0
votes

I have encountered this strange issue when running some test code on a Cloudera-based HBase deployment. Assume these are my row keys (a simplified version of my actual row key structure):

a_1
a_2
a_3
b_1
b_2
b_3
c_1
c_2
c_3

And I run a scan with start, stop= b_2, c_2 (exlusive), I get the rows:

b_2
b_3
c_1

When I add a Fuzzy filter for "?_2" keeping the same start-stop, it seems to ignore start-stop and returns these rows:

a_2
b_2
c_2

whereas I would expect:

b_2

since a_2 and c_2 are out of my scan range.

Now this is where it gets interesting, I installed a separate pseudo-distributed HBase v 2.0.4 on my PC and in this setup it works as expected! The only differences are the HBase version and my installation not working on a cluster.

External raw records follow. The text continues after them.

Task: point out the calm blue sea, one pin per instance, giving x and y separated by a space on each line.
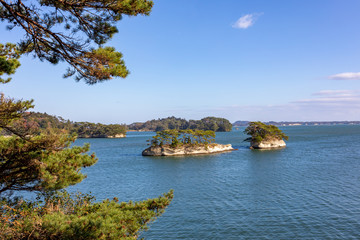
309 190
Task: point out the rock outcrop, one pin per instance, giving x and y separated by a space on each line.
268 144
187 150
117 136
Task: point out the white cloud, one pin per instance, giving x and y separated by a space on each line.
345 98
246 21
325 105
346 76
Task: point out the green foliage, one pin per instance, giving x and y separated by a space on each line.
176 138
260 131
9 55
208 123
42 121
65 216
41 160
37 162
85 23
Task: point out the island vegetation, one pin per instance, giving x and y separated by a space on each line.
209 123
184 142
265 136
43 161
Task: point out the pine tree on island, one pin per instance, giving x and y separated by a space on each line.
184 142
43 160
264 136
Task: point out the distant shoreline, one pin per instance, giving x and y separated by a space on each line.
311 123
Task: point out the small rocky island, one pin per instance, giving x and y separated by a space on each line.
184 142
263 136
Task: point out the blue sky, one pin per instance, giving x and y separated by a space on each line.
242 60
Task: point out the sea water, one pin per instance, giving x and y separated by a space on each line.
308 190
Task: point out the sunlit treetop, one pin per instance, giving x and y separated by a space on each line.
69 30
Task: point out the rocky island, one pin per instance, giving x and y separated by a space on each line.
263 136
184 142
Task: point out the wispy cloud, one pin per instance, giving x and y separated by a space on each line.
246 21
346 76
325 105
334 98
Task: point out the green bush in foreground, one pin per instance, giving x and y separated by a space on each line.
259 131
62 216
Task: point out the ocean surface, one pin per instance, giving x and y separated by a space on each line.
309 190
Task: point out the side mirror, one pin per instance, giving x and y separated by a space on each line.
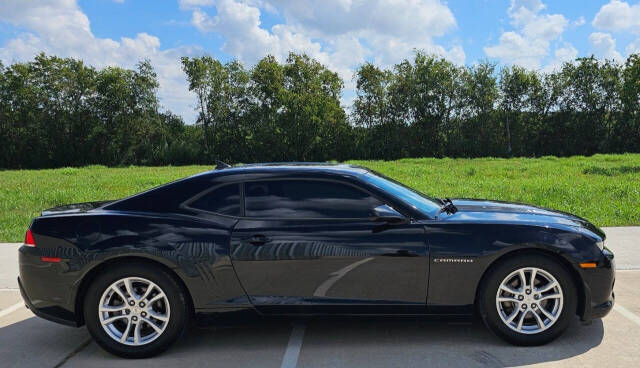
387 214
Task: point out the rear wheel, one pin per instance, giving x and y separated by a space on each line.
528 300
135 310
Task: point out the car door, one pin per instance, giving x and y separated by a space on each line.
308 246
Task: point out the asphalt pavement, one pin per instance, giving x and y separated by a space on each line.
26 340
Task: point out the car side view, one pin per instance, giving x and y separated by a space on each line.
303 239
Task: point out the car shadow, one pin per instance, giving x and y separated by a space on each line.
327 342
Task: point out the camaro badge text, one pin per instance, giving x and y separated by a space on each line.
453 260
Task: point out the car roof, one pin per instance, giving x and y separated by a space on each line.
292 167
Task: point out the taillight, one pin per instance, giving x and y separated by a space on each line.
28 239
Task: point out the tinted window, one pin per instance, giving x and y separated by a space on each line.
224 200
306 199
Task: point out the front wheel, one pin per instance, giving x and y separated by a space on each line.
528 300
135 310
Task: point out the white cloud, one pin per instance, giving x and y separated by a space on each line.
604 46
618 16
530 42
564 54
60 27
341 34
615 16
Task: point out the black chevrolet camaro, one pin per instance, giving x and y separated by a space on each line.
308 240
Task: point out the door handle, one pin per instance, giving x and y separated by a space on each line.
258 240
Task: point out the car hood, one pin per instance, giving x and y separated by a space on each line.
472 210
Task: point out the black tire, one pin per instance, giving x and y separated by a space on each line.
488 291
178 318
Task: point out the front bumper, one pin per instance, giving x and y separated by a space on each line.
54 314
599 297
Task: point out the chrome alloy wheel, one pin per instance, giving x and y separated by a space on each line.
529 300
134 311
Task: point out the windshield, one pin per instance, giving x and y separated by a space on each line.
411 197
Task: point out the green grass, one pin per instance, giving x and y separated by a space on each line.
603 188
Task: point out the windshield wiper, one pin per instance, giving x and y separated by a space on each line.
447 206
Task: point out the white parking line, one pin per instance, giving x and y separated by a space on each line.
11 309
627 313
290 359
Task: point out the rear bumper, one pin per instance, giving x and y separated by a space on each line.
47 290
598 288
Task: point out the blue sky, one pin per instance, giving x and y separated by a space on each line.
342 34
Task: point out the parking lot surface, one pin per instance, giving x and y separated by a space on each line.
26 340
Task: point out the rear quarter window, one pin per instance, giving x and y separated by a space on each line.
224 200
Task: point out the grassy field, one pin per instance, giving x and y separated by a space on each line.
603 188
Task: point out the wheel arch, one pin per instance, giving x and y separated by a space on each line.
96 270
575 276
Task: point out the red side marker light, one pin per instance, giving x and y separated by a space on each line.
28 239
50 259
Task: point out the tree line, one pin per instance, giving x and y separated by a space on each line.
60 112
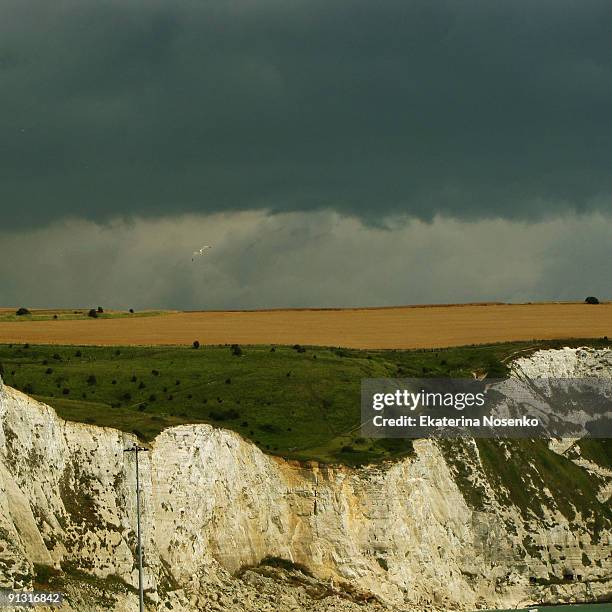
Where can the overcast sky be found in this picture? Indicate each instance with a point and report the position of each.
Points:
(333, 152)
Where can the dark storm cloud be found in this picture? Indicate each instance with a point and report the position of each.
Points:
(142, 107)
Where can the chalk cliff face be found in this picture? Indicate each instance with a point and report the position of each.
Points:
(447, 528)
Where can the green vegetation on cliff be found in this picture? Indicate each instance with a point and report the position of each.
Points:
(298, 402)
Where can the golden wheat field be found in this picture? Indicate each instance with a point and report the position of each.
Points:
(384, 328)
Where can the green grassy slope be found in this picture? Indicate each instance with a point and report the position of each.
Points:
(300, 402)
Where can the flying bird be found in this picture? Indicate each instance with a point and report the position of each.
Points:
(200, 251)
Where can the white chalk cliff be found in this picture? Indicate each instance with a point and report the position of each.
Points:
(435, 531)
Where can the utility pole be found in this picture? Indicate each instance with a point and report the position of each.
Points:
(137, 449)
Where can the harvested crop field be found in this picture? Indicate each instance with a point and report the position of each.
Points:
(383, 328)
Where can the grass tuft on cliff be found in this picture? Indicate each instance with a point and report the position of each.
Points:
(298, 402)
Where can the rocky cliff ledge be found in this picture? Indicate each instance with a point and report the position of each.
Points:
(227, 527)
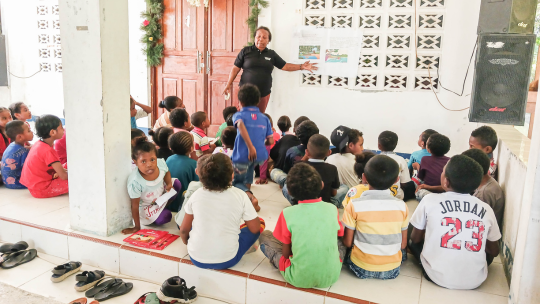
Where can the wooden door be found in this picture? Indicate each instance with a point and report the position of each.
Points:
(181, 73)
(228, 33)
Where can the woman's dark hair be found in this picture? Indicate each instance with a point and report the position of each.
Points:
(438, 144)
(228, 111)
(181, 143)
(215, 171)
(15, 108)
(480, 157)
(161, 137)
(136, 133)
(14, 128)
(304, 182)
(142, 145)
(228, 136)
(284, 123)
(178, 118)
(463, 173)
(170, 103)
(263, 28)
(305, 130)
(361, 162)
(46, 123)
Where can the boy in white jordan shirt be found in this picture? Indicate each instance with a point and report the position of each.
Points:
(455, 229)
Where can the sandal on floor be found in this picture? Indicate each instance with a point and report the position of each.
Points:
(90, 293)
(79, 301)
(7, 248)
(115, 290)
(88, 279)
(61, 272)
(18, 258)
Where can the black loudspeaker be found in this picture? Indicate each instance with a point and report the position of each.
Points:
(501, 79)
(507, 16)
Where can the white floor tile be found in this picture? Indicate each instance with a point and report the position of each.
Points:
(10, 232)
(94, 254)
(145, 266)
(401, 290)
(218, 284)
(432, 293)
(264, 293)
(45, 241)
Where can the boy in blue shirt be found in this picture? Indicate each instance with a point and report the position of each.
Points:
(254, 132)
(416, 156)
(15, 155)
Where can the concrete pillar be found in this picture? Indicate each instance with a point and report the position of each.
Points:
(95, 60)
(525, 286)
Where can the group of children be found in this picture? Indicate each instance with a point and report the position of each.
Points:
(461, 204)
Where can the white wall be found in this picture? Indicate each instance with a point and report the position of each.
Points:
(43, 92)
(406, 113)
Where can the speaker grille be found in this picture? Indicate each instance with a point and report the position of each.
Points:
(500, 85)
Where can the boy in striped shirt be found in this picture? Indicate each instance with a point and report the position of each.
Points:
(376, 224)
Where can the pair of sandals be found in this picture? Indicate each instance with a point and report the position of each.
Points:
(16, 254)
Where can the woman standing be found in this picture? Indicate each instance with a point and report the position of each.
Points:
(258, 62)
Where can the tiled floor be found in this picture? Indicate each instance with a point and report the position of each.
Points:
(409, 287)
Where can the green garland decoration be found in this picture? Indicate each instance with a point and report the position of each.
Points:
(253, 20)
(153, 47)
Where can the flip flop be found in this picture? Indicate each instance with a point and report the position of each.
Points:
(115, 290)
(90, 293)
(6, 248)
(61, 272)
(88, 279)
(18, 258)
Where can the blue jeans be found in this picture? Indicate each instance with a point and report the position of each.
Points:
(243, 174)
(246, 239)
(335, 200)
(365, 274)
(278, 176)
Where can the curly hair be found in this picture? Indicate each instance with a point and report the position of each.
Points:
(438, 144)
(463, 173)
(361, 161)
(304, 182)
(215, 172)
(181, 143)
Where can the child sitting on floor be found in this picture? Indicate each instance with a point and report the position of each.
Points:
(359, 168)
(226, 112)
(279, 151)
(202, 143)
(376, 224)
(453, 232)
(489, 191)
(485, 139)
(169, 104)
(284, 125)
(145, 185)
(228, 137)
(181, 166)
(43, 174)
(254, 134)
(161, 139)
(295, 154)
(416, 156)
(210, 226)
(387, 144)
(349, 142)
(15, 154)
(317, 150)
(310, 230)
(429, 176)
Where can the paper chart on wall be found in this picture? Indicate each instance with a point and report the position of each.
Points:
(336, 51)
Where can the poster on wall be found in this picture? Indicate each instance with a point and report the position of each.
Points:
(335, 50)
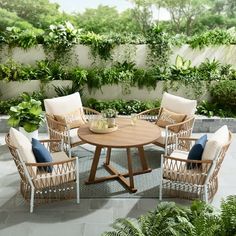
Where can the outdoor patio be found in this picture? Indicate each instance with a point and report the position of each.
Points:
(92, 216)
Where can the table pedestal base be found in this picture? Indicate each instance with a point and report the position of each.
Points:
(121, 177)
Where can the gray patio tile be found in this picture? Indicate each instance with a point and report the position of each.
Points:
(57, 229)
(102, 216)
(23, 229)
(111, 203)
(95, 229)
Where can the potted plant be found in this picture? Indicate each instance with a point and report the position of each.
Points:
(27, 115)
(110, 114)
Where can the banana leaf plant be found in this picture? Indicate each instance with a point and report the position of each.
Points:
(27, 114)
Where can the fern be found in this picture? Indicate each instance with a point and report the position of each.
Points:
(228, 216)
(125, 227)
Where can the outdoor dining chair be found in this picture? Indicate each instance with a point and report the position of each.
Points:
(64, 117)
(42, 182)
(175, 117)
(191, 170)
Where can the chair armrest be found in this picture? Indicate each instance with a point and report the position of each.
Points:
(182, 124)
(56, 125)
(185, 130)
(53, 163)
(149, 115)
(176, 169)
(188, 138)
(187, 160)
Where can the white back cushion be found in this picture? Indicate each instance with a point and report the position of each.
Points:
(63, 105)
(178, 104)
(23, 145)
(215, 143)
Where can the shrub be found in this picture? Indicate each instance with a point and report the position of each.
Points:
(224, 92)
(170, 219)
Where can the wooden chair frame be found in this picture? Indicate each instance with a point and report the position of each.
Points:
(185, 129)
(59, 130)
(44, 186)
(199, 182)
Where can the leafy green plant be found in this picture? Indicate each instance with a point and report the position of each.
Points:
(101, 45)
(210, 109)
(50, 70)
(228, 216)
(67, 90)
(16, 37)
(211, 37)
(121, 106)
(224, 92)
(27, 114)
(60, 39)
(159, 43)
(170, 219)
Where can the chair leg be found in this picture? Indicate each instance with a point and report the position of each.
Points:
(77, 181)
(160, 188)
(32, 200)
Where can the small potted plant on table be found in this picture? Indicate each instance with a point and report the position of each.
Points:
(110, 114)
(27, 115)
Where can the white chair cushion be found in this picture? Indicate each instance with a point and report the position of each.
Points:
(215, 143)
(63, 105)
(74, 138)
(23, 145)
(178, 104)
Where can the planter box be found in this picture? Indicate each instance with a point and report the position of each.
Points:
(109, 92)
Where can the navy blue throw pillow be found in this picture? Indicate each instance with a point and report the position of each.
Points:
(196, 151)
(41, 154)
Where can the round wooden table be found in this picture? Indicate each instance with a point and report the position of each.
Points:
(127, 136)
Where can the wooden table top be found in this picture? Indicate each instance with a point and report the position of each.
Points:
(127, 135)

So I am trying to find why this is happening, and I have a few questions:

  • Am I wrong in my assumption that FuzzyRowFilter should respect the start-stop rows?
  • Could it simply be a bug in my cluster HBase version? (Cloudera)
  • Could it be that FuzzyRowFilter started as a full table scan and later versions evolved it to use the range? Note that I searched for a clue in HBase Jira but could not find an issue about this. Neither could I find any unit test cases for FuzzyRowFilter that checks correctness of the range. Test cases all have full Scan()s with no range.
  • Could it be happening as a result of some cluster-deployment intricacy that I am not aware of. (I don't think so, but..)

Thanks.

1
Please can you edit your question to include the actual queries you're running, and the HBase version that's generating this error?Ben Watson
@BenWatson Since my original code was sort of messy, I coded a small 100-200 line test case that inserts the data and scans it (to upload here). Lo and behold, it works. Then I modified it to use my original rowkey format (which has more moving parts) and it still works. At this point I think I am making a mistake somewhere, but I am still baffled by why my original code works differently on 2 different versions. At least I now have an answer: the filter is supposed to respect the scan range. Still working on this, I hope I can update with an answer. (HBase version is 1.2.0-cdh5.13.2)sydnal

1 Answers

0
votes

Not exactly an answer, but I deployed HBase 2.0.2 to my environment and it now works. I really wish I could find out what was going on, but I couldn't. Maybe it was mismatched server-client version issue caused by stale builds, since I was working with multiple versions at the time. At least I read enough HBase code to answer one of my original questions, filters are supposed to respect scan start-stop rows.